While University of California, Los Angeles students were taking final exams Wednesday, cell phones began buzzing with the school warning of an active shooter on campus and sparking fears of yet another indiscriminate mass shooting.

In the end, the worst fears were not realized. No mass shooting occurred. But the UCLA tragedy is indicative of a more pervasive, and often underreported kind of violence, involving a shooter who apparently knew the victim.

Two people were killed in the apparent murder-suicide: a shooter who has been identified as Mainak Sarkar and his former UCLA engineering professor William Klug, a father of two. [Editor's note: This paragraph has been updated to reflect the name of the shooter, released by police on Thursday morning.]

“He was without a doubt the kindest professor in the UCLA MAE department,” Joseph Lee, a former student of Klug’s, posted on Facebook. “I remember in his MAE101 class, he would always begin lecture with asking if anyone had questions. He took time to answer each one even if it meant scheduling time outside of class to get them answered. He had a genuine care for all of his students and wanted to see each one succeed.”

Jeremey Peschard is one of the thousands of students who spent hours sheltered in a classroom Wednesday. But for Mr. Peschard, the situation was all too familiar. Two years ago, Peschard spent hours on lockdown inside a dorm at UC Santa Barbara during a mass shooting that left six students dead and 13 wounded.

“I just felt a little bit less shocked, a little bit less taken aback by the reality of an active shooter on a college campus,” says Peschard. “Because I feel like this is the day and age we’re living in, that college campus shootings have genuinely become a normalized threat, almost like a natural disaster, except this type of destruction isn’t natural. It’s just really sad.”

But while mass shootings (defined as an incident that leaves four or more people dead or wounded) may feel almost commonplace to the American public, the majority of these shootings are on the smaller scale, with either one or zero fatalities, and involve previous relationships, not random assault.
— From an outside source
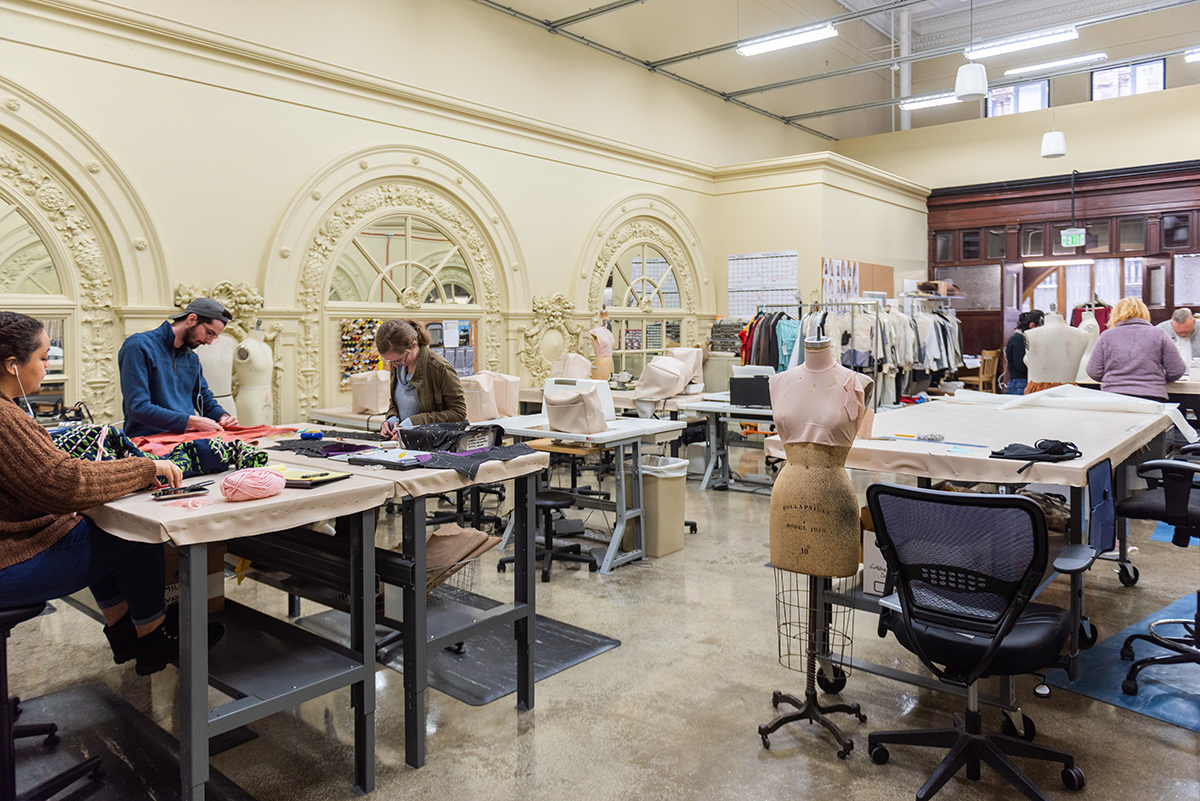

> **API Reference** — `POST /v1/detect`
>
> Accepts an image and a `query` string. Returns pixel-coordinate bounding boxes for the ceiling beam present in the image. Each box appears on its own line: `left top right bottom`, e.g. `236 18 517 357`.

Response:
546 0 646 30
However, it is cases like San Bernardino, Calif., and Charleston, Va., last year and Virginia Tech in 2007 – cases with assault weapons, radicalized shooters, seemingly random targets – that catch the media’s attention. 

“Some researchers say events such as San Bernardino could serve as leverage to tackle the broader problem of gun violence. New research, driven by concern over public mass shootings, could help find solutions for the more common – albeit less alarming – shootings that pockmark everyday American life…” write the Monitor’s Jessica Mendoza and Henry Gass. “Because although violent crime in the US has declined over the past two decades, America remains among the worst countries in the world for gun deaths outside of conflict zones: Gunfire fatalities in the US since 1968 outnumber American casualties in all the wars in the country’s history.”

Because of the heightened frequency of mass shootings, on both the large and small scales, preventative campaigns on gun safety have also increased. 

In honor of National Gun Violence Awareness Day on June 2, advocates of gun safety are wearing orange “to show their support for common sense solutions that will save lives,” explains the Wear Orange campaign.

“My objective is to take tragedies like this, to take the public’s fear and sense of helplessness, and have the public transmute those things into action,” Garen Wintemute, director of the Violence Prevention Research Program at the University of California, Davis, tells The Monitor in response to the San Bernardino shooting. “While not minimizing at all the tragedy that has the nation riveted at the moment, we’re trying to point out that these tragedies are part of a far larger problem about which we know far too little, and about which we do far too little.”

This report contains material from the Associated Press.